Availability Group: AG name
Primary Replica: current primary replica host
Secondary Replicas: configured secondaries
Total Nodes: count of configured replicas
Online Nodes: replicas currently online and reachable
N. Databases: number of databases in the AG
Synchronization Health: overall sync state for the AG
Listener Name: cluster listener DNS name (if configured)
Listener IP: listener IP address(es)

Primary Replica Failovers timeline

A timeline that shows which replica was primary at each point in time.
Use it to review recent failovers and to correlate role changes with events or performance anomalies.

Availability Group Nodes table

Replica Instance: instance name for each replica
Replica role: Primary / Secondary
Sync. Health: per-replica synchronization status
Availability Mode: synchronous / asynchronous
Failover Mode: automatic / manual
Seeding Mode: automatic / manual
Secondary Allow Connections: read-intent settings for secondaries
Backup Priority: priority used for backup routing
Endpoint URL: data movement endpoint
R/O Routing URL: read-only routing address (if configured)
R/W Routing URL: read-write routing address (if configured)

Nodes KPIs and online history

KPIs: Total Nodes and Offline Nodes for quick situational awareness.
Online Nodes chart: time-series showing the number of online replicas over the selected interval to spot outages or flapping nodes.

Transfer rates and queues

Transfer Rates chart: Send Rate (how fast the primary sends changes) and Redo Rate (how fast secondaries apply changes). Use to spot slow secondaries or network saturation.
Transfer Queue Size chart: Send Queue Size and Redo Queue Size. Growing queues indicate replication lag or bottlenecks that may affect failover readiness.

Health history charts

Online node history: online vs total nodes over time to visualize availability trends.
Database Health History: healthy databases vs total databases to track when databases become unsynchronized or unhealthy.

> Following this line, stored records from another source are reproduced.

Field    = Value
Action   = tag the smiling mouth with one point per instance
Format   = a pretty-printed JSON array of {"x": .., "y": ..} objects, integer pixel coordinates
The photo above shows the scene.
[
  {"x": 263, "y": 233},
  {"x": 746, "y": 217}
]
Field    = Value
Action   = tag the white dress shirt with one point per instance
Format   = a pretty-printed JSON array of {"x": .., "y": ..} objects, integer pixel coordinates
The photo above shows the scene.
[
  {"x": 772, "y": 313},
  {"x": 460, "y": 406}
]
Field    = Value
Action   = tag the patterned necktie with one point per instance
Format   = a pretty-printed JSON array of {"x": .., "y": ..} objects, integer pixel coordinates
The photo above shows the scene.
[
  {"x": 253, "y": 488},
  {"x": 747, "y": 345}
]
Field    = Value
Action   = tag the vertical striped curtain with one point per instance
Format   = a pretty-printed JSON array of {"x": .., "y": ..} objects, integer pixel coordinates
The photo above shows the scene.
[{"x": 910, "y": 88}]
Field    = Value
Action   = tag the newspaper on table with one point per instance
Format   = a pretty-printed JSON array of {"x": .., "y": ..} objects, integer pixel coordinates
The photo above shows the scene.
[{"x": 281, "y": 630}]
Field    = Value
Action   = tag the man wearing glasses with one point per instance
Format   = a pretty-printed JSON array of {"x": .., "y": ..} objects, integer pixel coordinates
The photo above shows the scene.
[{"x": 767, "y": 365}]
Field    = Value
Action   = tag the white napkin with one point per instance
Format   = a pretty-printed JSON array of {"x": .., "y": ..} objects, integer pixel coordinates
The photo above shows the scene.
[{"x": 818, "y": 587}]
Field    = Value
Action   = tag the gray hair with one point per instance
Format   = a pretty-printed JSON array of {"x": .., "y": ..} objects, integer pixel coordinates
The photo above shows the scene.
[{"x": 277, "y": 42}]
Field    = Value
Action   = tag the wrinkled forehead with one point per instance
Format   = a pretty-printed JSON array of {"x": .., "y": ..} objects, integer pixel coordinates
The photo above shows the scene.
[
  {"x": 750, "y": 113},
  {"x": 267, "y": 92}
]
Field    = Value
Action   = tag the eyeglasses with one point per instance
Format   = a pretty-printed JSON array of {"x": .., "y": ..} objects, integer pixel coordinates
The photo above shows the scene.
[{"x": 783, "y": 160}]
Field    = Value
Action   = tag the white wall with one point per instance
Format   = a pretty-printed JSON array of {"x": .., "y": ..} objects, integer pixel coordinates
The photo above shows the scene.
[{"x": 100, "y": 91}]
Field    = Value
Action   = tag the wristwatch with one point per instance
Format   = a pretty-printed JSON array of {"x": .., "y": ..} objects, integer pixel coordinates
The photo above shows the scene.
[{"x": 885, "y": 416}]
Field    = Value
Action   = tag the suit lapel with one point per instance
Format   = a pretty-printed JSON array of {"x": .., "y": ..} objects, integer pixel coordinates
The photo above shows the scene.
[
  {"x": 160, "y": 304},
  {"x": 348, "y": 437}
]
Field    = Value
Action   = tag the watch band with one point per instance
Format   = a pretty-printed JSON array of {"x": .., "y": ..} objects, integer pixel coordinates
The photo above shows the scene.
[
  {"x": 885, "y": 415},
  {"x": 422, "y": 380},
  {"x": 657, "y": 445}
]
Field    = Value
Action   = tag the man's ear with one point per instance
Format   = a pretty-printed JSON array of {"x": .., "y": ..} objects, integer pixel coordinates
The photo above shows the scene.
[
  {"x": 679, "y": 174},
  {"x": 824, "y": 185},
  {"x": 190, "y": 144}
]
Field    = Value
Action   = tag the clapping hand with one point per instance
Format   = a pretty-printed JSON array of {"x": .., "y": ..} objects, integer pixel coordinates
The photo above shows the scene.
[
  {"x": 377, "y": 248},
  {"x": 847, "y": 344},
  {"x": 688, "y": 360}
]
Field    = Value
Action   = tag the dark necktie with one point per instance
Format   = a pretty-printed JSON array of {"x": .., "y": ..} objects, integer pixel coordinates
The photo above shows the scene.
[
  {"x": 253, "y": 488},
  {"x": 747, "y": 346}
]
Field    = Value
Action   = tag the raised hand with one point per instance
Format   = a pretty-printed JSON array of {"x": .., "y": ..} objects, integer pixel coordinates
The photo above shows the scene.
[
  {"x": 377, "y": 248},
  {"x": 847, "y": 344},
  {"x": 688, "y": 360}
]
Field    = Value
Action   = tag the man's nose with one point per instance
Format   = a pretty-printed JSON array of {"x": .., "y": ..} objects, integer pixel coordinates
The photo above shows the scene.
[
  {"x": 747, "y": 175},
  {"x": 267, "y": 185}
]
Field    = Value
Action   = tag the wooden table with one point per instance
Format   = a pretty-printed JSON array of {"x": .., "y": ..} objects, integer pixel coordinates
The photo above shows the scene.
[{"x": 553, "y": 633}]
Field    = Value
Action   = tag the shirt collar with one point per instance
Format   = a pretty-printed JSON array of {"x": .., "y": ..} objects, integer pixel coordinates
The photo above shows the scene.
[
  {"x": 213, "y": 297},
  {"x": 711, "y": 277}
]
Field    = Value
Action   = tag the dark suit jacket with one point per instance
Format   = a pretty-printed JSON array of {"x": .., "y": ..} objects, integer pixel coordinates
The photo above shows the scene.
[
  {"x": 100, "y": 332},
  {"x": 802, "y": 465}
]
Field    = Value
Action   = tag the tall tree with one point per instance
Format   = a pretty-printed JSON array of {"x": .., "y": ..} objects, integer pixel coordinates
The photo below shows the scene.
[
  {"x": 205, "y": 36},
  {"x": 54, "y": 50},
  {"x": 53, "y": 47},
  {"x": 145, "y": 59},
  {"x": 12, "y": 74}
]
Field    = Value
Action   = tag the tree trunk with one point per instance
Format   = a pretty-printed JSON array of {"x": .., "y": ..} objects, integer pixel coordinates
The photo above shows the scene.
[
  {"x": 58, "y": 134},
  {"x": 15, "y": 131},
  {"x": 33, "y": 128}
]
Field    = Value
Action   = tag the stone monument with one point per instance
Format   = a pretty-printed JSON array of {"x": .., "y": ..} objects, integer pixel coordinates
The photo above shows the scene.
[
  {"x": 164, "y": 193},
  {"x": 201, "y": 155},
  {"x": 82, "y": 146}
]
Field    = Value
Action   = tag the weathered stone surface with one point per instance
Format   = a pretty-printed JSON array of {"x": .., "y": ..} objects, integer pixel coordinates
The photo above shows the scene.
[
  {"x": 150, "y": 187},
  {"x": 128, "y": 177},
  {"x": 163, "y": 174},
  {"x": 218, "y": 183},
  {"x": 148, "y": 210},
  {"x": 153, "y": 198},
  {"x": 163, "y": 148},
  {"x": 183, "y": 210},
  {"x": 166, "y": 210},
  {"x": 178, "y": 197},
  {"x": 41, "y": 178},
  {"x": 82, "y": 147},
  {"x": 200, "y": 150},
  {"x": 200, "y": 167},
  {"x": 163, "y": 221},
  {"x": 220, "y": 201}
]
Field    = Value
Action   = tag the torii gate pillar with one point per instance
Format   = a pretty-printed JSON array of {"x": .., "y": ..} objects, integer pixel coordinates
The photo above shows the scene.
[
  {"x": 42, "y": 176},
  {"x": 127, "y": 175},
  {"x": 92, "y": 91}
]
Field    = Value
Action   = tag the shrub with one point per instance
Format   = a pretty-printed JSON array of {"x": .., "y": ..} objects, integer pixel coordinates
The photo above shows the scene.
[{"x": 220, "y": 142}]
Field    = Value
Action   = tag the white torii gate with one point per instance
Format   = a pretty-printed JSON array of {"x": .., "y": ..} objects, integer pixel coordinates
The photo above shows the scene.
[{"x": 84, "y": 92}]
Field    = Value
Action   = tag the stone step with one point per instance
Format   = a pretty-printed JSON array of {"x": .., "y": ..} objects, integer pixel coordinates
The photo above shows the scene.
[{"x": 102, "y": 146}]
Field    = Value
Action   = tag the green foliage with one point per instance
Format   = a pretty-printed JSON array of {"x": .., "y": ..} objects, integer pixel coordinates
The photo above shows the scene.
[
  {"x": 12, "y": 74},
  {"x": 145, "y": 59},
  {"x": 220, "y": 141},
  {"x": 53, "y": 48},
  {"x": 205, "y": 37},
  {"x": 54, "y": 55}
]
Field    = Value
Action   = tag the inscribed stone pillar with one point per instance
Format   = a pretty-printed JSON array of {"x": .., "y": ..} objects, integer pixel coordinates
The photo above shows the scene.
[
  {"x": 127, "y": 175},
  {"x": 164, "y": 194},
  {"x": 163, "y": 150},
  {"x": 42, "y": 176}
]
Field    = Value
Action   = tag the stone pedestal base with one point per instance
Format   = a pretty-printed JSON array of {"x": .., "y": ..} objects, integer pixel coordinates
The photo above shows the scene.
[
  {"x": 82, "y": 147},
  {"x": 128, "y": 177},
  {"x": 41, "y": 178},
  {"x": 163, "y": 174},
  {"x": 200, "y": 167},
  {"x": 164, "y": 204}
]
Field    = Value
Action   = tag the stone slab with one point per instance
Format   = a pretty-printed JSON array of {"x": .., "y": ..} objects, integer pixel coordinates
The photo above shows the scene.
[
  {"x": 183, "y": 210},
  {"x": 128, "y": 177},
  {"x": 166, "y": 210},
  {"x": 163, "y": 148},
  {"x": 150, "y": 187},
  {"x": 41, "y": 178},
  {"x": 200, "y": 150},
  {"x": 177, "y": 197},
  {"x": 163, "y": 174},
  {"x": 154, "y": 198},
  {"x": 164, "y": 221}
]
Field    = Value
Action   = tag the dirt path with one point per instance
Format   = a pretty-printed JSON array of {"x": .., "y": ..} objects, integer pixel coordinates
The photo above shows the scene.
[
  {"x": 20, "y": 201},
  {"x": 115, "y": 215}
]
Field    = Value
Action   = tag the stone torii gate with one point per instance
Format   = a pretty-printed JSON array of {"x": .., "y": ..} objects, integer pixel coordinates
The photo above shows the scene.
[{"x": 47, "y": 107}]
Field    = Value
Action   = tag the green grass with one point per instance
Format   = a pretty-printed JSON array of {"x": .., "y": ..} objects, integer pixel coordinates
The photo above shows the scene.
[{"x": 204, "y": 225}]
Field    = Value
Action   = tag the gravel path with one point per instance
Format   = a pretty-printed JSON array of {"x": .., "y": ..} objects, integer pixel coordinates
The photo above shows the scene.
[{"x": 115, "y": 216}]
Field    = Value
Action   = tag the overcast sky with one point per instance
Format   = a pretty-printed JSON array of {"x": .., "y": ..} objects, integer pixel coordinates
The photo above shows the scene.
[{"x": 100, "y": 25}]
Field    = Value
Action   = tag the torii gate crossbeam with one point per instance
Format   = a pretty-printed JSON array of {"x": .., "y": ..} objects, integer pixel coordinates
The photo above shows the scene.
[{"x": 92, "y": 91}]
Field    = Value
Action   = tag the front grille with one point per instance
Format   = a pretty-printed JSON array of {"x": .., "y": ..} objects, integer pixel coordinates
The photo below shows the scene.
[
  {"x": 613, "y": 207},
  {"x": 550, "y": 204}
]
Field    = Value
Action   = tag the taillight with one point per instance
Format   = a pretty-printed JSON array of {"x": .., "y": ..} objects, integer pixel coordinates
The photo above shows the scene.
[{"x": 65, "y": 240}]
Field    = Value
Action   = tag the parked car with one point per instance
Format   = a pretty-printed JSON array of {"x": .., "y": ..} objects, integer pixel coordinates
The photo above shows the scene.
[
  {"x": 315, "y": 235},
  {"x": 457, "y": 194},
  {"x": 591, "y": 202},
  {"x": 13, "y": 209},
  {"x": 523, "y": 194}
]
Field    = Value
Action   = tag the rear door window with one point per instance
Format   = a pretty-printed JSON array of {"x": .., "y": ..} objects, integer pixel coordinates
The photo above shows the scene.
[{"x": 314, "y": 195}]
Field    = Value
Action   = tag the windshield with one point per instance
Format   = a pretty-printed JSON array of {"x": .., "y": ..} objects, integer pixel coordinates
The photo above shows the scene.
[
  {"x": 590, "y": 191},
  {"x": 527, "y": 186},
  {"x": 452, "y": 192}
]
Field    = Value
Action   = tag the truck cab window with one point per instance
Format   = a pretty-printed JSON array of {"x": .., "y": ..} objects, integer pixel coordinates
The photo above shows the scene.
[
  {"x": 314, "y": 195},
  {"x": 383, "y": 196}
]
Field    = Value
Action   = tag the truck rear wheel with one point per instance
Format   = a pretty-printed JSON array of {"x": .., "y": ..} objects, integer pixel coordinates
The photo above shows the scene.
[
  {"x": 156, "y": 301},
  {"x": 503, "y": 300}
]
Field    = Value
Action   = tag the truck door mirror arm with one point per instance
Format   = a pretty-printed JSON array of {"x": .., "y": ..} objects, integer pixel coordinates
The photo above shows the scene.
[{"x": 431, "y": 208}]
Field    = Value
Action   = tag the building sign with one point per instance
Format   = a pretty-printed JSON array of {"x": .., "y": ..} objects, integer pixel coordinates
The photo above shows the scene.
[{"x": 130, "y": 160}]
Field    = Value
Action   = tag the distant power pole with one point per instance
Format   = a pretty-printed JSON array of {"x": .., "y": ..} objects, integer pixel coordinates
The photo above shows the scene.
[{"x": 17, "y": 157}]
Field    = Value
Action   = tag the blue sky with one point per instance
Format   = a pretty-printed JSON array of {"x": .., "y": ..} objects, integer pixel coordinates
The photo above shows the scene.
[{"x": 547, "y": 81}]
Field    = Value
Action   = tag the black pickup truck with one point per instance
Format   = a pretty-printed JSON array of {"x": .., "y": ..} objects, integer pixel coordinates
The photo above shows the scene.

Databases Replication Status table

SQL Instance: instance hosting the database replica
Database Name: database name
Sync. Health: synchronization status for the database
Is Primary Replica: indicates whether this row is the primary
Availability Mode: database-level availability mode (inherits from AG)

Usage and investigation tips

Correlate failover times with primary timeline and with performance metrics (CPU, I/O) to find causes of role changes.
Increasing send/redo queues or sustained low redo rates often point to network, disk, or resource contention on secondaries — investigate those hosts before initiating failover or taking corrective action.